A Whisker Away is the latest EP from Belfast based singer/songwriter Dani. It is a mixture of stripped down, acoustic tracks interspersed with some more raucous, blue inspired numbers. Dani wears her influences with pride and although there are some weaker moments, through her diverse range of influences she manages to plumb the depths and reach the majestic highs in a way that most singer songwriters can only hope.
Opening track “Balloons” is a standard vocals and acoustic guitar based track and brings no surprises. The guitar work is adequate and the minimal percussion and strings are suited to the atmosphere of the track. The most notable feature is Dani’s voice. It combines a clarity of delivery with a more smokey and sultry tone usually expected from more seasoned singers. The slight lilting accent is another appealing feature and marks her out among her peers.

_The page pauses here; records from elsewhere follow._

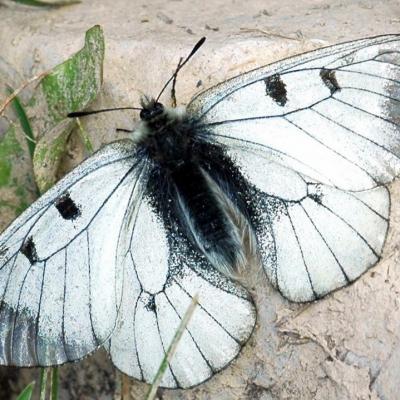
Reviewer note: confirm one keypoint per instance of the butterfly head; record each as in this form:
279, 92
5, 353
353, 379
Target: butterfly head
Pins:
151, 110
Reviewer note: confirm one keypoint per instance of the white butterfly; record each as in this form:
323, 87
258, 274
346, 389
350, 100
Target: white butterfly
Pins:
298, 153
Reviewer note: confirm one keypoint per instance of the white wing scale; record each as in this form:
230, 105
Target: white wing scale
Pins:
59, 296
317, 135
163, 273
313, 238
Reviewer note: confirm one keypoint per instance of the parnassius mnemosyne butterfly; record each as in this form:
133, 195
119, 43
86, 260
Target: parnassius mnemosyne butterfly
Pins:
295, 155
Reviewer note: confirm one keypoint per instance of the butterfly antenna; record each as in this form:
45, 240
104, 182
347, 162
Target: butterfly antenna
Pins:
180, 65
83, 113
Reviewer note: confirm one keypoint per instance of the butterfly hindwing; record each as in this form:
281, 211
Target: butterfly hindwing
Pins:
162, 275
60, 282
313, 238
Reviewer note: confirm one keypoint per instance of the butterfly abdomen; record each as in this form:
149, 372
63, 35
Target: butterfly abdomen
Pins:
204, 218
180, 155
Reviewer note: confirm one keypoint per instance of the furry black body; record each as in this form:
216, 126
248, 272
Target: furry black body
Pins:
193, 181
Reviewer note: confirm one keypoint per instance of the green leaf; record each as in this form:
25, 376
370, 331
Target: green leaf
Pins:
49, 152
26, 394
17, 189
25, 125
38, 3
69, 87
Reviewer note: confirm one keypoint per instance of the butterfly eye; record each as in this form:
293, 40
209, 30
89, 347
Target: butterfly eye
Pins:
149, 113
158, 107
144, 114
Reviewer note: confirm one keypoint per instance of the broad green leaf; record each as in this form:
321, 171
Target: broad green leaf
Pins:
69, 87
49, 152
25, 124
26, 394
39, 3
17, 188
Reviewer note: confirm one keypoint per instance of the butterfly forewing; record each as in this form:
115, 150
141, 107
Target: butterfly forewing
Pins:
332, 114
316, 136
60, 281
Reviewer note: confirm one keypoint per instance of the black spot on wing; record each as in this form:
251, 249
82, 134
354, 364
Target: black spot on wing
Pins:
3, 251
67, 207
328, 76
151, 304
28, 249
276, 88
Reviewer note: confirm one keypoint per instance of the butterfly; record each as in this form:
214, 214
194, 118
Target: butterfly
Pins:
293, 158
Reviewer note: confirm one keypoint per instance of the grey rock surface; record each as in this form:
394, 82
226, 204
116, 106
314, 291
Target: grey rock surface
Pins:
346, 346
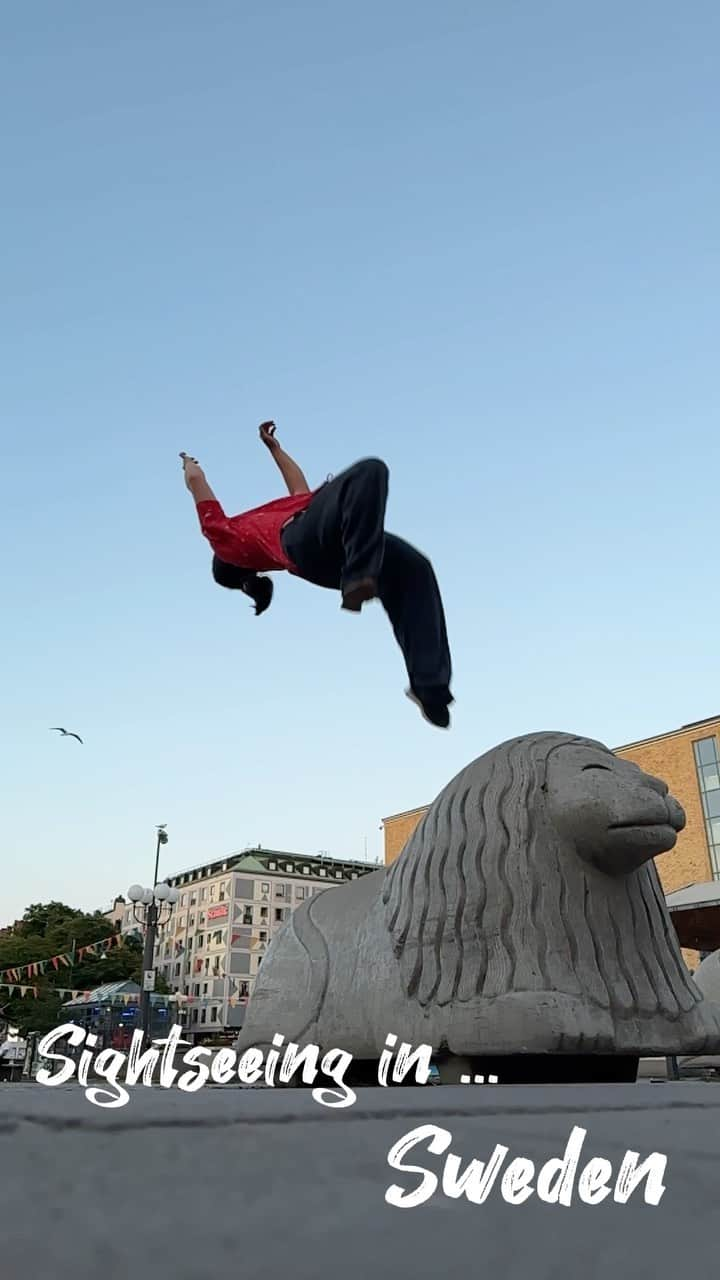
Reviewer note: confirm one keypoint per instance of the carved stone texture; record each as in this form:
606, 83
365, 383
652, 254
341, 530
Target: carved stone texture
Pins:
524, 917
707, 977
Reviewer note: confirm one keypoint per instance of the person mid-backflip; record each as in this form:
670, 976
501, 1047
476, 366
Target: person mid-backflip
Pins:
335, 536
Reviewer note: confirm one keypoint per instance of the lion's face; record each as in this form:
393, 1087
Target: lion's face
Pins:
616, 816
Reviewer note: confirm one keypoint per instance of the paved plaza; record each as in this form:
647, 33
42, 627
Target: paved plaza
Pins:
261, 1182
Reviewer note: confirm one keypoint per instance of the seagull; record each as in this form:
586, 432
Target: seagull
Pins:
64, 732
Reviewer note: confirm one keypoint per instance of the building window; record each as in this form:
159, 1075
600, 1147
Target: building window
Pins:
707, 764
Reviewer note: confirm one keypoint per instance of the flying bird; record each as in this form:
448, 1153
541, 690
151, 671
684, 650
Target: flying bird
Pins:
64, 732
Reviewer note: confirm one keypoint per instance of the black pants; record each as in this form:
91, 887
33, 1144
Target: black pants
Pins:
341, 538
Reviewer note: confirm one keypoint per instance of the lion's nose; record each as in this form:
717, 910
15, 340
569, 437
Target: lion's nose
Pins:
675, 813
656, 784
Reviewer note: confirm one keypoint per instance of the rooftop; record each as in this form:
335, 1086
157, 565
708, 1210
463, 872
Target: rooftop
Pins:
273, 862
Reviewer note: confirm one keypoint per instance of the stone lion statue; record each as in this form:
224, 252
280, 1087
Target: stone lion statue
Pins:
524, 917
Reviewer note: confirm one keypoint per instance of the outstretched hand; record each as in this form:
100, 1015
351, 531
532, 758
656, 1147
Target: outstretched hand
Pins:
268, 437
192, 469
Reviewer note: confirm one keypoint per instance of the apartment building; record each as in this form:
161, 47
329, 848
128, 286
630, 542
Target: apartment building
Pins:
226, 917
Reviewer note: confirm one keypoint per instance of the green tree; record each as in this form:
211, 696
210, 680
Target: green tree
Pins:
53, 928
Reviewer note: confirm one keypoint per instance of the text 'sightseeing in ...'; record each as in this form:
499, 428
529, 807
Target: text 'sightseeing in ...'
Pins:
559, 1180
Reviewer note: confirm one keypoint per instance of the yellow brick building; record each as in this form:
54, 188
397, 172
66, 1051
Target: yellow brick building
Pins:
688, 760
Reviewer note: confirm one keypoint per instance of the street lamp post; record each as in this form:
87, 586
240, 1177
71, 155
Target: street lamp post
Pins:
151, 901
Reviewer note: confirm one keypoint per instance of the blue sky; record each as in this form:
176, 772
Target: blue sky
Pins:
477, 240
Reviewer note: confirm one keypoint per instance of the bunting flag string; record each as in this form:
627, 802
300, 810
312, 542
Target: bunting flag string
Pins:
36, 968
128, 997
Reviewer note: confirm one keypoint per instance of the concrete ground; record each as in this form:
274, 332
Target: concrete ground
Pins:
180, 1187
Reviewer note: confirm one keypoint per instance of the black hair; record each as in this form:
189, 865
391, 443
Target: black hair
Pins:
259, 589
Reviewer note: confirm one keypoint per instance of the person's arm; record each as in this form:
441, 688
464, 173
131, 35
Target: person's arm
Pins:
213, 521
288, 469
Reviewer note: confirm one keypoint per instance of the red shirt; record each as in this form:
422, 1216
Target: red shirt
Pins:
253, 539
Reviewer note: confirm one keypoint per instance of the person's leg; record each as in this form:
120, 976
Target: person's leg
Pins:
340, 539
410, 595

“Heartbeats” is the standout track on the EP, and with good reason. Compared to “Balloons” there just seems to be a bit more thought put into this track. The guitar and drums, whilst still very much supporting the vocals, are less restrained and have improved dynamic range. The strings have been given free reign to craft some exquisite textures and they enhance the crescendos in a way that only strings can. It is the attention to detail that makes this track standout.The tin whistle that introduces itself towards the song’s chilling finale is another example of the fine craftsmanship.

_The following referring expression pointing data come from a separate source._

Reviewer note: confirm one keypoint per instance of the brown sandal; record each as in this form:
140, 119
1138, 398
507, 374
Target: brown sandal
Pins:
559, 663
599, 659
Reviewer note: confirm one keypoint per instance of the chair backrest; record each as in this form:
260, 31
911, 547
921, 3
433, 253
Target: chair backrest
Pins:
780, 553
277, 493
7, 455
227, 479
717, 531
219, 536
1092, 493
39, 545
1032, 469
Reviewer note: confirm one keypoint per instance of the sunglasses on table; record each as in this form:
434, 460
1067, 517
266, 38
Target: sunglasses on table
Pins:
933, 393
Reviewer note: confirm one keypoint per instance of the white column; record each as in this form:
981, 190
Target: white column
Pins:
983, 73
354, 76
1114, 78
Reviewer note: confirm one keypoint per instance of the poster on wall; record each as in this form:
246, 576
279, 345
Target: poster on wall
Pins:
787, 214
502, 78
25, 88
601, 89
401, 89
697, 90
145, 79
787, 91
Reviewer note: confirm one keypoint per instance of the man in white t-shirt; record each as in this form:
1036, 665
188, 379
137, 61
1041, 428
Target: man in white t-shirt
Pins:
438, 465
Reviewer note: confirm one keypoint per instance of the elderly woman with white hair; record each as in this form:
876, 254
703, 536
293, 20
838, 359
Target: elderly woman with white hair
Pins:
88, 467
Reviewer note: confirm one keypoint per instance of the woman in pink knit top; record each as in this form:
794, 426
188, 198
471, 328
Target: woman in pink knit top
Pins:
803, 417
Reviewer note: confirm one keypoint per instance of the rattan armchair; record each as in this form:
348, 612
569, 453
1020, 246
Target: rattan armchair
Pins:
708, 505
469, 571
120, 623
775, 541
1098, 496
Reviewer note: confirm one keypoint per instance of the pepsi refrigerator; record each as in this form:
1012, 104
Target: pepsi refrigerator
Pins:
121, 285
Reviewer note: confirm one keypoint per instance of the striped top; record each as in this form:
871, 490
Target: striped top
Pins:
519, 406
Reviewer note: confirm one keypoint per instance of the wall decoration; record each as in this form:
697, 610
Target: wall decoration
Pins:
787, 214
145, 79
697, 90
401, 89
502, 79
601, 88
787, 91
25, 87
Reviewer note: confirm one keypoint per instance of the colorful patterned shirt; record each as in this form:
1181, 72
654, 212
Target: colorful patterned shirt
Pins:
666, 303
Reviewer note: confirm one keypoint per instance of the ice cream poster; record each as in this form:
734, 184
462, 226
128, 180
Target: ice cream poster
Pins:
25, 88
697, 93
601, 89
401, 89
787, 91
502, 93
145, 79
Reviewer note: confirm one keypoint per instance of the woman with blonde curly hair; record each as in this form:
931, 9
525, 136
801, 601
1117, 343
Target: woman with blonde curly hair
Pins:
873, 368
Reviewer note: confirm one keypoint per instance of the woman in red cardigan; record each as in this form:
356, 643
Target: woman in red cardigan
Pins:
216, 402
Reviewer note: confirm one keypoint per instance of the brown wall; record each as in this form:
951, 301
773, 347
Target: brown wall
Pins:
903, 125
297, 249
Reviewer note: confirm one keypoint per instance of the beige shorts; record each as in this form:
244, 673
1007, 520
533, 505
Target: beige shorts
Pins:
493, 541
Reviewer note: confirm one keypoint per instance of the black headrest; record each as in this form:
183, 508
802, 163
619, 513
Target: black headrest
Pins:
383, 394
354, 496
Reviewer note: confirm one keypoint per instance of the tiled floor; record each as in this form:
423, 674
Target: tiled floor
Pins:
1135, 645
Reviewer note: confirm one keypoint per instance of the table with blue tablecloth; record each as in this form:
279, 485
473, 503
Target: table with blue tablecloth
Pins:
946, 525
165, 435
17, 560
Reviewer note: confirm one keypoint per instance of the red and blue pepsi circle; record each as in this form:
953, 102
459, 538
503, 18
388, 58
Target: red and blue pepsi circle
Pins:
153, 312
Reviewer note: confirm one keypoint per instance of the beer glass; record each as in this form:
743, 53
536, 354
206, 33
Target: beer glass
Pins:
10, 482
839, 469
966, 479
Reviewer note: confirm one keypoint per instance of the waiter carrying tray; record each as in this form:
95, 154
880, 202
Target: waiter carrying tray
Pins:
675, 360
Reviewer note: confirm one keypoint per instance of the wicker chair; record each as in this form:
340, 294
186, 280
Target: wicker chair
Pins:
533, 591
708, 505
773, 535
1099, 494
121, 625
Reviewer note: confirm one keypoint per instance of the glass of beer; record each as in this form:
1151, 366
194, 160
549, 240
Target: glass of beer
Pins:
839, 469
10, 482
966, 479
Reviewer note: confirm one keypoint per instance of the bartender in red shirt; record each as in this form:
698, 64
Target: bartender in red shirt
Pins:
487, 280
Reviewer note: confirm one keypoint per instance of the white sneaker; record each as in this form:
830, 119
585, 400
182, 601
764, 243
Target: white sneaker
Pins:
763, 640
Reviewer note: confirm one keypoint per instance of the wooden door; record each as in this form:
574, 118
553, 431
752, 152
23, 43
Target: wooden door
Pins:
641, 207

The following two tracks bring with them a surprising shift in tone and style. “No Dice” and “The Castle” are both Delta blues inspired numbers that demonstrate Dani’s wider range of influences. For the most part, the instrumentation on the former is superb and stylistically true to established blues conventions. The distorted harmonica whilst authentic, is a bit of a cliche and departs a little too far from the moods established on the first two tracks. Another issue is that Dani’s vocals just don’t fit in with the increased aggression displayed in other areas of the track. It’s as though her vocal delivery hasn’t woken up to the shift in style and lacks the energy shown by the musicians.

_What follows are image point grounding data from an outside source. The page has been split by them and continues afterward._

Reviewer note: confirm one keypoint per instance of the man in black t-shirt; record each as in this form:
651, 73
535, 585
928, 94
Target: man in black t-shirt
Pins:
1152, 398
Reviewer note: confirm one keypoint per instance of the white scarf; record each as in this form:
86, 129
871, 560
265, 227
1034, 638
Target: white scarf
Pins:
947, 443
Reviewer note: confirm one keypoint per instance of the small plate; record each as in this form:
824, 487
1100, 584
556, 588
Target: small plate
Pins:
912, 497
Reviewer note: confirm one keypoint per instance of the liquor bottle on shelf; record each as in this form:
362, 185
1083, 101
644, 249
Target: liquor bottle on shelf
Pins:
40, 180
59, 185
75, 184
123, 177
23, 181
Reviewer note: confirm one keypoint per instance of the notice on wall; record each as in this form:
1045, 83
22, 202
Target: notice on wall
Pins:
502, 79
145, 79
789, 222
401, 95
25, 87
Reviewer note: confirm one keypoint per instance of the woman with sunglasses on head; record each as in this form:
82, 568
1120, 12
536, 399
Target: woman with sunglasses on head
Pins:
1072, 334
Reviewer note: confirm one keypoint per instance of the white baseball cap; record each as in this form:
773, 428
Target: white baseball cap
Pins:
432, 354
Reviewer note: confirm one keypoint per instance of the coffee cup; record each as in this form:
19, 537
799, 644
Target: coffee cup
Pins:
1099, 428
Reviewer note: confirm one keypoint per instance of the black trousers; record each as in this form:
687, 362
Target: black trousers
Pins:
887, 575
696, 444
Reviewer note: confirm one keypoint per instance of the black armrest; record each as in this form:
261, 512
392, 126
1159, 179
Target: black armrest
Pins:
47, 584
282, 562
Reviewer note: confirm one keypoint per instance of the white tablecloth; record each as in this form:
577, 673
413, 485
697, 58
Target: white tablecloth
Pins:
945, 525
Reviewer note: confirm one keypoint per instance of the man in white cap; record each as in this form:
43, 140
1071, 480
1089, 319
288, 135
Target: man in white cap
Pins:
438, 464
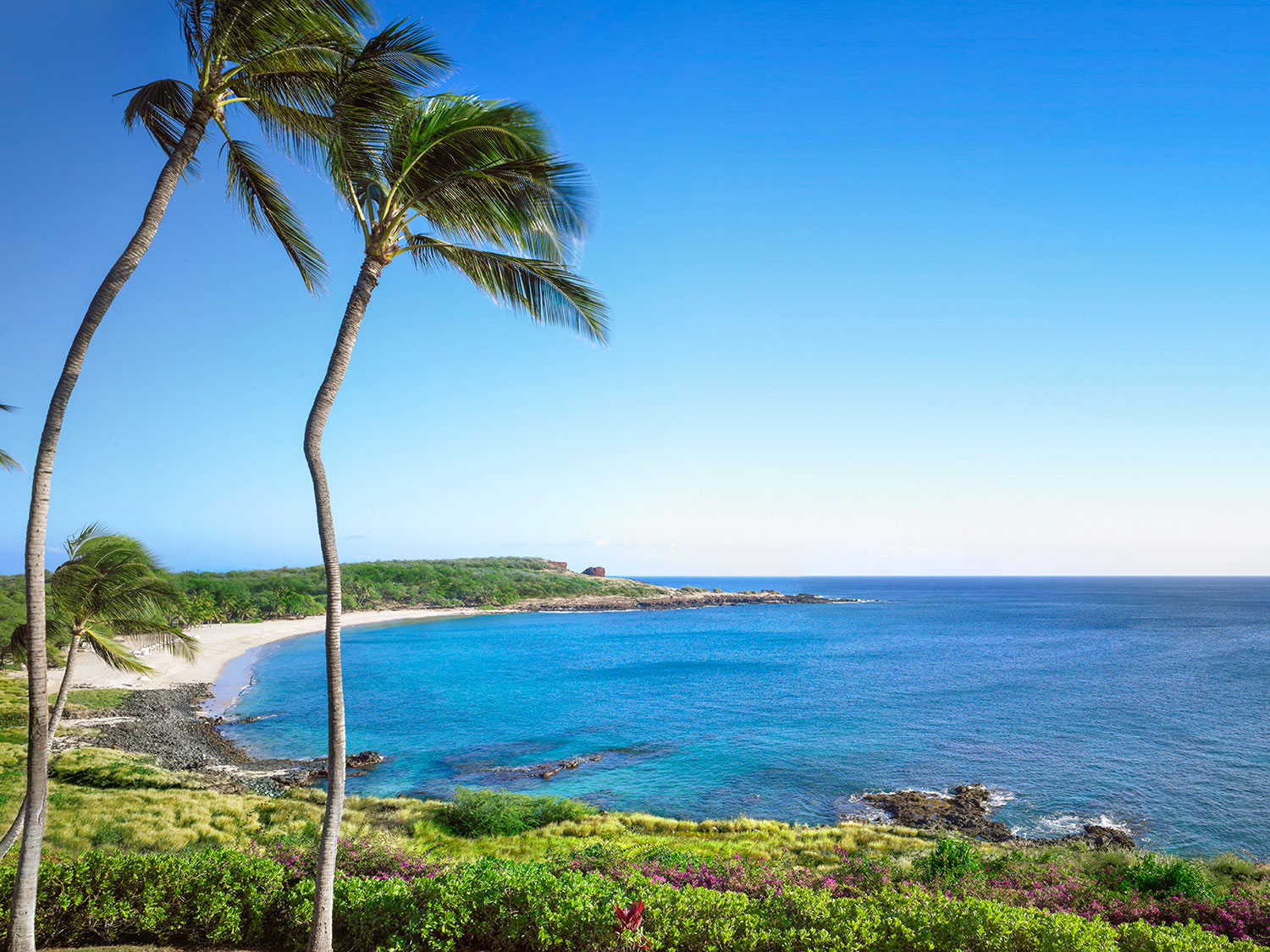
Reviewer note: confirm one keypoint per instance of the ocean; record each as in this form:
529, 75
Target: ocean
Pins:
1135, 702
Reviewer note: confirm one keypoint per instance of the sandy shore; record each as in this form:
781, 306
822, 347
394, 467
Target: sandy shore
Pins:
221, 644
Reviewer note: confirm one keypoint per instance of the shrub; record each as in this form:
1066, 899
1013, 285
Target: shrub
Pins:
365, 857
952, 861
1163, 878
114, 769
487, 812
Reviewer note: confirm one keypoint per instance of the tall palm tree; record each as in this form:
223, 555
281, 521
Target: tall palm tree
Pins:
457, 183
109, 586
8, 462
274, 60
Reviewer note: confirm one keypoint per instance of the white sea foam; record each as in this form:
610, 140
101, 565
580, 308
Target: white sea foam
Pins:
1067, 824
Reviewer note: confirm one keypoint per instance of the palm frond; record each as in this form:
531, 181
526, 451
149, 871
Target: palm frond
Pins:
264, 205
549, 292
162, 108
113, 652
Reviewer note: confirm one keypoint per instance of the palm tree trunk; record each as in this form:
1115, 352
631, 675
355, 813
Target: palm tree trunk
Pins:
22, 923
324, 878
53, 720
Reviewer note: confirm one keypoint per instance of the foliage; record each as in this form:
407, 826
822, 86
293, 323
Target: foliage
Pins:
116, 769
290, 593
952, 861
277, 593
111, 586
487, 812
1162, 878
81, 702
234, 899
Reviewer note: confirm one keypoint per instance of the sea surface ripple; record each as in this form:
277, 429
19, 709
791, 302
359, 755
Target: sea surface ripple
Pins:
1140, 702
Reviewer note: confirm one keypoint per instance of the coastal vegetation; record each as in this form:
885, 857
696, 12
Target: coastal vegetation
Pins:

As if in answer to this complaint, “The Castle” has slapped some distortion onto the lead vocals in an attempt to give them that added bite that is sorely lacking. The result is rather irritating to listen to repeatedly and comes across as forced. It would seem Dani hasn’t yet mastered the art of conveying the attitude that is required in this style of music.
The closing track is a cover of “The Auld Triangle”. Stylistically it is a return to the more successful formula of pure vocals accompanied by reserved musicianship. It is a brave decision to close A Whisker Away with such a well known and often covered song, but Dani manages to put her own distinct mark on it. It’s another successful exercise in subtlety.
A strong showing from a musician who is finding her true voice.